These points, rather than the predominantly biased vitriol that has for more than 150 years dominated commentary on the Church of Jesus Christ of Latter-day Saints, are what Alex Beam highlights in his evenhanded and fast-paced history of the Mormon Church’s beginnings. Focusing on the days surrounding the perversion of justice that took place in Carthage, Beam makes every effort to contextualize Joseph Smith in American history. Most importantly, he observes that the Second Great Awakening saw many claim the role of “prophet”—Smith was just the most successful. And contrary to popular belief, polygamy was not an exclusively Mormon concept. While Smith’s argument for plural marriage was uniquely situated in his overarching theology that “Mormonism was a restoration of the original church of Jesus Christ, and of the Old Testament prophets,” John Humphrey Noyes’s Oneida colony would soon introduce its own system of “complex marriage.”

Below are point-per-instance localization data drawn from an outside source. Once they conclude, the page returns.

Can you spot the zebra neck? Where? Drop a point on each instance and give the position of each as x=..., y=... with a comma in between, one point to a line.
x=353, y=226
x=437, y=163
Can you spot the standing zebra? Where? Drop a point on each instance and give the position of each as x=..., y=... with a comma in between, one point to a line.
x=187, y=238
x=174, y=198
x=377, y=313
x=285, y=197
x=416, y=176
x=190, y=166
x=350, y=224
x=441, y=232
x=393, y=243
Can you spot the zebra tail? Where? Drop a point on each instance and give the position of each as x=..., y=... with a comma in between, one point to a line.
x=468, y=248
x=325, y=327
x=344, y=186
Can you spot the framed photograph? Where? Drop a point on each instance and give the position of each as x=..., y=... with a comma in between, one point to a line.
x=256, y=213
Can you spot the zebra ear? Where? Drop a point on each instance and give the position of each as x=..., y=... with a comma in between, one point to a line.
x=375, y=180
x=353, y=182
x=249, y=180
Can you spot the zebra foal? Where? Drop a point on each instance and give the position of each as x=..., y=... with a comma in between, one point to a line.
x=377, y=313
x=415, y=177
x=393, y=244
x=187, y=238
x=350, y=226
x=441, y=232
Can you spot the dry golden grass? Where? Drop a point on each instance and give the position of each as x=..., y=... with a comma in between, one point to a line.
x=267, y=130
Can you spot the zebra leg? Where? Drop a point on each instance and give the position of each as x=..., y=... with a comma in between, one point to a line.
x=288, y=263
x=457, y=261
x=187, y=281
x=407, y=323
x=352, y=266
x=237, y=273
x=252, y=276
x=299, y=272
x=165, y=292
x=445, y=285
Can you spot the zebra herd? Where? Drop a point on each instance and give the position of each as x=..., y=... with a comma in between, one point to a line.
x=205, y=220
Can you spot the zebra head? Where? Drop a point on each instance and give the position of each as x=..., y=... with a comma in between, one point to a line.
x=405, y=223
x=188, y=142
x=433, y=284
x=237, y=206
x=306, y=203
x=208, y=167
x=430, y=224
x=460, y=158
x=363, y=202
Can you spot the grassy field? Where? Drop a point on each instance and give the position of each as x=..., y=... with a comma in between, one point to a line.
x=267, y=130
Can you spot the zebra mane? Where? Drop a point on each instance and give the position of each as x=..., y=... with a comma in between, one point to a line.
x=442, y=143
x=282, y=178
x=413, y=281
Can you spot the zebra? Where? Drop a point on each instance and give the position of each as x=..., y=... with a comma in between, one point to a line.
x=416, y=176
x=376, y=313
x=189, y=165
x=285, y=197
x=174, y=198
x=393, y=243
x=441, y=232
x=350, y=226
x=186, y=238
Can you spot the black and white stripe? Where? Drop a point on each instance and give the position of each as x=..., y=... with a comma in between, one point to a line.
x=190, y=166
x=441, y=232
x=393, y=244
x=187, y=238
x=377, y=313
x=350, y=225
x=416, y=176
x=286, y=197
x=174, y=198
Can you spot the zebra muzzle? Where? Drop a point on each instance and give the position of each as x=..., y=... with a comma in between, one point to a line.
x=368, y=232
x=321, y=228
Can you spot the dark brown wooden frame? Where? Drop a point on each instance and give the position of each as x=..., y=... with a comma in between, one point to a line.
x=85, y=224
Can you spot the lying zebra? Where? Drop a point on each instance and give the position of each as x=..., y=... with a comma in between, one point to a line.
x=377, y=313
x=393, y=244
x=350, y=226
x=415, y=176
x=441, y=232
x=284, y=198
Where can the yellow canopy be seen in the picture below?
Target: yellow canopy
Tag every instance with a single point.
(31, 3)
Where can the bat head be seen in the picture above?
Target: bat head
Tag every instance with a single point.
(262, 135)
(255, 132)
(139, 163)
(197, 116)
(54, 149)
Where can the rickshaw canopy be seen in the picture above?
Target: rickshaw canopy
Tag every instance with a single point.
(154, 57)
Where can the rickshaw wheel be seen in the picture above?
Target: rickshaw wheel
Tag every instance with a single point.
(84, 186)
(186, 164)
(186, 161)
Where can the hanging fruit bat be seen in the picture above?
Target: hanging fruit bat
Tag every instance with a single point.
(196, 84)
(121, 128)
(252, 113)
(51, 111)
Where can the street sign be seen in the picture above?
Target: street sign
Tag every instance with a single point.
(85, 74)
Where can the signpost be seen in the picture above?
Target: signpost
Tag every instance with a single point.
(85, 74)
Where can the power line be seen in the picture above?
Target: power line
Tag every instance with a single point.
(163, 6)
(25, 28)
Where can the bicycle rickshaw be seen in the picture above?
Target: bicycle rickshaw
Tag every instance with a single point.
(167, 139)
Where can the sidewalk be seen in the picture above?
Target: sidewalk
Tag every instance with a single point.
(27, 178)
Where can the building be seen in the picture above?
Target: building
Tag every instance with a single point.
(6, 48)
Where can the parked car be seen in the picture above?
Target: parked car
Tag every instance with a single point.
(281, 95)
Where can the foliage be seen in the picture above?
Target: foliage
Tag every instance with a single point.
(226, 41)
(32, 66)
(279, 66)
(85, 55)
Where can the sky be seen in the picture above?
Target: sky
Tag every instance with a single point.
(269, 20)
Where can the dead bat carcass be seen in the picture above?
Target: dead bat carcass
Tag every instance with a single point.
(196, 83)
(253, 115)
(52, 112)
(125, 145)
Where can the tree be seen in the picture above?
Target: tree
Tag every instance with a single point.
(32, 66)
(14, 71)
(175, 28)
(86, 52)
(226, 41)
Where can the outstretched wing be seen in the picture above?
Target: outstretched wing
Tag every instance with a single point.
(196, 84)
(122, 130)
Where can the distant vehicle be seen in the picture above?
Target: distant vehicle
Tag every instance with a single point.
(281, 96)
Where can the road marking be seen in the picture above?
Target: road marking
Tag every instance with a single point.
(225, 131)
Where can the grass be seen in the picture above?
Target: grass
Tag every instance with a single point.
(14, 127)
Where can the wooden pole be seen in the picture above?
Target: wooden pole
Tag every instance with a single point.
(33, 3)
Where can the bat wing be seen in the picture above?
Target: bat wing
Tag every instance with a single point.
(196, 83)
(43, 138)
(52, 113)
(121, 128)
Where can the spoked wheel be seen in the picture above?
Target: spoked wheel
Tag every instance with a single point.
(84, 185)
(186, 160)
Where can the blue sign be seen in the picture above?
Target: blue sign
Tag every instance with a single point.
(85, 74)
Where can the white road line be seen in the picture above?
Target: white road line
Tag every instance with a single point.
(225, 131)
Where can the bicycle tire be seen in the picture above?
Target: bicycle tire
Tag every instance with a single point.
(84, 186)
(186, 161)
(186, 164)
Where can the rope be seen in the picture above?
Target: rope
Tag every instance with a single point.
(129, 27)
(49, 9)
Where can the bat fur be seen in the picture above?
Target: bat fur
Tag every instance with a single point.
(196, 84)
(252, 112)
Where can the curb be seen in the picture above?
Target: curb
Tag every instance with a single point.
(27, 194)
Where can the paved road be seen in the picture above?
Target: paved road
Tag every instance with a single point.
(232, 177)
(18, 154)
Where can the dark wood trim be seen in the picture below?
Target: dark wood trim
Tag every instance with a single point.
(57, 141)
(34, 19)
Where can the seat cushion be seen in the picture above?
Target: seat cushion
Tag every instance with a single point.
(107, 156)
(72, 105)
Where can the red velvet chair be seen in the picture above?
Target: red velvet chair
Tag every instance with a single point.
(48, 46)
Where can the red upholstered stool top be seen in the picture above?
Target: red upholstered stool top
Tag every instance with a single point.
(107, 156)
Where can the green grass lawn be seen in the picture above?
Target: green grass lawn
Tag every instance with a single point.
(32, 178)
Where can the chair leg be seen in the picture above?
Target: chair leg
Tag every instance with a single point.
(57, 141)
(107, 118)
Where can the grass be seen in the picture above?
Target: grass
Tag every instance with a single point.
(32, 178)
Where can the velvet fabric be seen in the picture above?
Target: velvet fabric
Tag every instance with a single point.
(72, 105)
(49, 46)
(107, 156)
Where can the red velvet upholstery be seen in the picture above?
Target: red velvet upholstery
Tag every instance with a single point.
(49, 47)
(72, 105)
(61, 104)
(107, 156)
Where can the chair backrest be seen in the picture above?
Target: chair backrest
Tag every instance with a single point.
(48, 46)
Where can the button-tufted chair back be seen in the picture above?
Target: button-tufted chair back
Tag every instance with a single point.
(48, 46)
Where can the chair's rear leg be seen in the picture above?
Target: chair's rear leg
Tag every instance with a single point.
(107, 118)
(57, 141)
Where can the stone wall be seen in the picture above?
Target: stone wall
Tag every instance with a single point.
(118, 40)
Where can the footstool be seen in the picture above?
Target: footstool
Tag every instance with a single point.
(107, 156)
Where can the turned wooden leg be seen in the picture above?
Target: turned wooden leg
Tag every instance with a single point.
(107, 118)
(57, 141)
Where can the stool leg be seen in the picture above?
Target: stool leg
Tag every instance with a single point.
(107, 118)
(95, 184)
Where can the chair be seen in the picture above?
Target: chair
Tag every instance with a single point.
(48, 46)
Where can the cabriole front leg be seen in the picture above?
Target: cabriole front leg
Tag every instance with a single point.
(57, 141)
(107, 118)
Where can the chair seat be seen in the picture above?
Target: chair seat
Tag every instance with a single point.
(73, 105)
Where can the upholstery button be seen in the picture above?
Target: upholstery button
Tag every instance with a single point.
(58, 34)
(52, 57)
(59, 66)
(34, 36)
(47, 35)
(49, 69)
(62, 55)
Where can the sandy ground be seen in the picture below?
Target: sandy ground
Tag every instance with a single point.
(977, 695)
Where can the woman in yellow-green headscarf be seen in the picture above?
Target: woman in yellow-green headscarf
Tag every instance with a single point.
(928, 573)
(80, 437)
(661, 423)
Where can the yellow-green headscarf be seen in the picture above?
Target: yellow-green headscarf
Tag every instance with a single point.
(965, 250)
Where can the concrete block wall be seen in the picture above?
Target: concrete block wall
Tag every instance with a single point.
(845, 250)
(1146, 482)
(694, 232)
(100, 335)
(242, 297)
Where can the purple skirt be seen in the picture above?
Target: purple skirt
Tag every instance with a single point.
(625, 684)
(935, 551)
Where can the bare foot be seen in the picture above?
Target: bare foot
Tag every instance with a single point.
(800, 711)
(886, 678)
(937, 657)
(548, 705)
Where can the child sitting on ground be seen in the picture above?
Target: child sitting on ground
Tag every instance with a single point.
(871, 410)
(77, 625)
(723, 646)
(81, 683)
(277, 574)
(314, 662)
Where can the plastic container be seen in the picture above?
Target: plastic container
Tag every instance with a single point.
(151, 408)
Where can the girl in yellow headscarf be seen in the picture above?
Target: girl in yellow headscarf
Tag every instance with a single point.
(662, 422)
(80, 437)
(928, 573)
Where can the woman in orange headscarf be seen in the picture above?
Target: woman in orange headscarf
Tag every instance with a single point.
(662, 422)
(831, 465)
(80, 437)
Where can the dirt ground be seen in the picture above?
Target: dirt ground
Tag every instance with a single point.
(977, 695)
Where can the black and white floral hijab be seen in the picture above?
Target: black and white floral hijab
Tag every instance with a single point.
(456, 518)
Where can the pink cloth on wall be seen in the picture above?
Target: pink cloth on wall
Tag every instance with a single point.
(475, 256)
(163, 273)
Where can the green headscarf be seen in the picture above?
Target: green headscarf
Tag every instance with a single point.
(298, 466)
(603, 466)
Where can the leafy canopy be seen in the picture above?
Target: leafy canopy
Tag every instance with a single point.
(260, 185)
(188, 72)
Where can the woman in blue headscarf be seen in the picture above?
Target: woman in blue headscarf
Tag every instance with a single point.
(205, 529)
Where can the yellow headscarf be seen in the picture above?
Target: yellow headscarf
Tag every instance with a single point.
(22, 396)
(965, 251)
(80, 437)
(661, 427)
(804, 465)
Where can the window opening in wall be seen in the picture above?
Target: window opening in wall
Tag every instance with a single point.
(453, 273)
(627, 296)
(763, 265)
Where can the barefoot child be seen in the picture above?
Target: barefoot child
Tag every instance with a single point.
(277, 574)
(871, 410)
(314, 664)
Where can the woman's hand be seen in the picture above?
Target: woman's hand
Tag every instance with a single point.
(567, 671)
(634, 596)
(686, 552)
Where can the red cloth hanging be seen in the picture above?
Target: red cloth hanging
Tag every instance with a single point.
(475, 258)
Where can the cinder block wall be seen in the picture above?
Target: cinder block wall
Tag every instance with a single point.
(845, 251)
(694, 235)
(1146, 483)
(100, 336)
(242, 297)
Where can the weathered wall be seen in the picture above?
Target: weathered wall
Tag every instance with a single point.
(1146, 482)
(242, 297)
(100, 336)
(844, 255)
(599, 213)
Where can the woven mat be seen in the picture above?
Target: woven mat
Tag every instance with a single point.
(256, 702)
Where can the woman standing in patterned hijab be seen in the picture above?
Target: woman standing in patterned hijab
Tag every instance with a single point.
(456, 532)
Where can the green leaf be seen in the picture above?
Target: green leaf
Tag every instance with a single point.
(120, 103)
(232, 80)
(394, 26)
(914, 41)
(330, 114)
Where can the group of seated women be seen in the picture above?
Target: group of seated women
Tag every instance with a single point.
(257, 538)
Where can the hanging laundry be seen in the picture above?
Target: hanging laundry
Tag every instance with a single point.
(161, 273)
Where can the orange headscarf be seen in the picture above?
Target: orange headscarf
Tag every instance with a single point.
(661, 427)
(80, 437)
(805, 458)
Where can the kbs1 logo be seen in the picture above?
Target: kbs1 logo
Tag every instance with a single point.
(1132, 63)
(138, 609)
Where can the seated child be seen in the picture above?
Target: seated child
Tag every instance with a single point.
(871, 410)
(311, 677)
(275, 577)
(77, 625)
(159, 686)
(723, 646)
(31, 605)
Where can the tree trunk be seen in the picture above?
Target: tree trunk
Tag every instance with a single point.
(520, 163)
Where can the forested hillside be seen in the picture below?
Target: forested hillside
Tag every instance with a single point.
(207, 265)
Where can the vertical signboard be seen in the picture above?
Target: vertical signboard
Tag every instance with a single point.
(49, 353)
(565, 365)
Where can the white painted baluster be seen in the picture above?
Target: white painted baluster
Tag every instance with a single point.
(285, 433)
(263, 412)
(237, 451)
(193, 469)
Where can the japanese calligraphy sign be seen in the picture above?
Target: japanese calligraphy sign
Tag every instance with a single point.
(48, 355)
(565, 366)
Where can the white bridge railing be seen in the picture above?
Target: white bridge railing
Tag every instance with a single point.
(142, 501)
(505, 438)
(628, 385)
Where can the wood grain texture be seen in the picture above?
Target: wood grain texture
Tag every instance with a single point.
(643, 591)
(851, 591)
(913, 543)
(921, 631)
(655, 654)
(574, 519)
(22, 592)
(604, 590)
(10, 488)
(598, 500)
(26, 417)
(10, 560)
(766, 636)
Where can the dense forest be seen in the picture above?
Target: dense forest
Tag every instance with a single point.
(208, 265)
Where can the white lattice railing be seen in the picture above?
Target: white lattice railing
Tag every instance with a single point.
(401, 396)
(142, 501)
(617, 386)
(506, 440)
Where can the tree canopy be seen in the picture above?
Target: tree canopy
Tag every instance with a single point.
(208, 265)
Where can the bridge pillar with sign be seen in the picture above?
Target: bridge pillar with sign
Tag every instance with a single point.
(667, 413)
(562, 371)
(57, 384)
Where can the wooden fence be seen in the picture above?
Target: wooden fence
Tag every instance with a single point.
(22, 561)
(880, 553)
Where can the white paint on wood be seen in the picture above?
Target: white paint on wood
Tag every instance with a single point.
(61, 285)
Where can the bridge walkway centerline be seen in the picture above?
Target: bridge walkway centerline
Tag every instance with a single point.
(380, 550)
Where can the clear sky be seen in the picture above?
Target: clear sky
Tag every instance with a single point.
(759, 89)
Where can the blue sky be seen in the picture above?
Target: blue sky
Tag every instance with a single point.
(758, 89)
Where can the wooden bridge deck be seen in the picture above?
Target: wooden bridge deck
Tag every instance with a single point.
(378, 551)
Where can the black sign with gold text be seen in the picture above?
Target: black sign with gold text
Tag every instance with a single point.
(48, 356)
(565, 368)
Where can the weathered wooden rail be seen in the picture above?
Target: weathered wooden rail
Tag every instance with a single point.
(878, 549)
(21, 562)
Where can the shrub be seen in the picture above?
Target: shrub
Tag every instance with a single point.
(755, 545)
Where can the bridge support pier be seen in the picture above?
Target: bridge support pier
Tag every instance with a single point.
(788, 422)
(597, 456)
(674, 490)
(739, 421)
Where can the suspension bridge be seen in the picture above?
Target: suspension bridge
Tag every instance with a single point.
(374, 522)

That being said, the Mormons were not entirely innocent victims of violence. The militarism of Nauvoo’s citizens and the intolerance of dissenting opinion practiced by many senior Church members (most notably Brigham Young) undeniably contributed to the antagonism against them. “A most jolly and human prophet,” Smith could easily be deemed a lustful megalomaniac, but this does not excuse coldblooded murder. In certain ways akin to Muslims today who are unjustly vilified largely out of ignorance of Islam and its history, the first Mormons experienced many gross injustices. And while Beam never sugarcoats his analysis of this tumultuous time, he gives us a story that too few have cared to hear.